Of all that happened, Sunday, that worked the best. It was a long race. Most of Facebook Live took place in the second of four segments. More people than usual watched. Lots of NASCAR fans needed a break, too. Barring weather, and that is clearly something we cannot do in this age of global weirding, the only other Monster Cup race that’s going to be run on Sunday night is the Southern 500, and at the moment, my inclination is to do the show during the race again. It was fun, and as Arthur Bach asked during the movie that carried his first name, “Isn’t fun the greatest thing you can have?” Some NASCAR fans have expressed disappointment, and even outrage, that the Indianapolis 500 was a better race than the Coke-a-thon in Charlotte. I didn’t realize races were graded on a curve. I, too, thought Indy was the better race, but … it was still the best Coca-Cola 600 in a while long enough for me not to be able to remember it. It was a week after the best All-Star Race in, oh, a decade or so.

In other words, NASCAR in May in Charlotte was the best it has been in at least that same decade. What’s not to like? All Monaco, Indy and Charlotte have in common is that they all involve laps around a track that is closed. In other words, the course doesn’t change. The term that used to be more common is “closed circuit.” A drag strip isn’t a circuit. Neither is the Bonneville Salt Flats. Boats don’t roll on tires. What’s not to like about all three Sunday races? Lewis Hamilton was brilliant, winning a war with the attrition of his tires. So was Simon Pagenaud, dominating the race but not without considerable resistance. So was Martin Truex Jr. I know precious little about Hamilton as a person. I probably wouldn’t conclusively recognize Pagenaud if he were standing in front of me in a concession line, partially out of disbelief that he’d be there at, say, the Southern Conference Baseball Tournament. I used to know Truex a little. I liked him then. I expect I’d like him now.

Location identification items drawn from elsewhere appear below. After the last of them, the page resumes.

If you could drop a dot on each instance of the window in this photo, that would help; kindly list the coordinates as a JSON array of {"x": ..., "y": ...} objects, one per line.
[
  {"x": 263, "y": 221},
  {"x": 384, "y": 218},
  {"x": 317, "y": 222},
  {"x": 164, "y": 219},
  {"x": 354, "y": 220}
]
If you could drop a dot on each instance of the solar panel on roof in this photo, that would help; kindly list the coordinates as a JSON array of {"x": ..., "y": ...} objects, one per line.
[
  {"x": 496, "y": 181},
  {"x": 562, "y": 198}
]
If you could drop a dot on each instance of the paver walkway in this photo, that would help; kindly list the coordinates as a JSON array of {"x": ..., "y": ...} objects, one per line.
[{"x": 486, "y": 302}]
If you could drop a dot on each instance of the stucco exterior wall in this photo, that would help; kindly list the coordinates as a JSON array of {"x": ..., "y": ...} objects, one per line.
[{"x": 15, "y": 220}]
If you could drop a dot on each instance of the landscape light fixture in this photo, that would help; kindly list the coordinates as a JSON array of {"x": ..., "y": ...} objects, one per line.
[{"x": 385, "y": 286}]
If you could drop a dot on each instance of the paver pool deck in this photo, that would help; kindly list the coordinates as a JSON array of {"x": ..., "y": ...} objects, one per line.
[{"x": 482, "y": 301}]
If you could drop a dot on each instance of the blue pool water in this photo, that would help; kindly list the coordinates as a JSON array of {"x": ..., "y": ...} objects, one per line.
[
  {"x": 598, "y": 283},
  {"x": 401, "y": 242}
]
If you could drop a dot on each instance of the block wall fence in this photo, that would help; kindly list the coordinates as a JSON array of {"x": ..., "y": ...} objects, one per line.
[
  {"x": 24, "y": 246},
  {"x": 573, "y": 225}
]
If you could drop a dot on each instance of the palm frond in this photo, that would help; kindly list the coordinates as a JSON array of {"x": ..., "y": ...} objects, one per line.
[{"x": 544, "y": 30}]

The Charlotte overnight TV ratings were up 8 percent. The crowd was decent, far from full but, to my view, better than the last couple years, anyway. As followers of NASCAR, ultimately people have to take what they can get. Maybe it’s not as great as it once was, but it seems to me, from an unscientific point of view because I am not a scientist and don’t particularly want to be one, that it is coming back. The races have been better this year than last. Daytona Beach didn’t fall in a day or a year, and it won’t be rebuilt in either.

A decision must be made. NASCAR has declined because, at some level and in large numbers, many people have decided they don’t like it anymore.

I don’t like a system where a driver needs a free pass to make up a lap. I don’t like a telecast chock full of fluff. I don’t like constant change of rules, regulations and penalties.

I don’t like a lot.

But I’ve been following racing since I was but a lad, and I’ll take what I can get.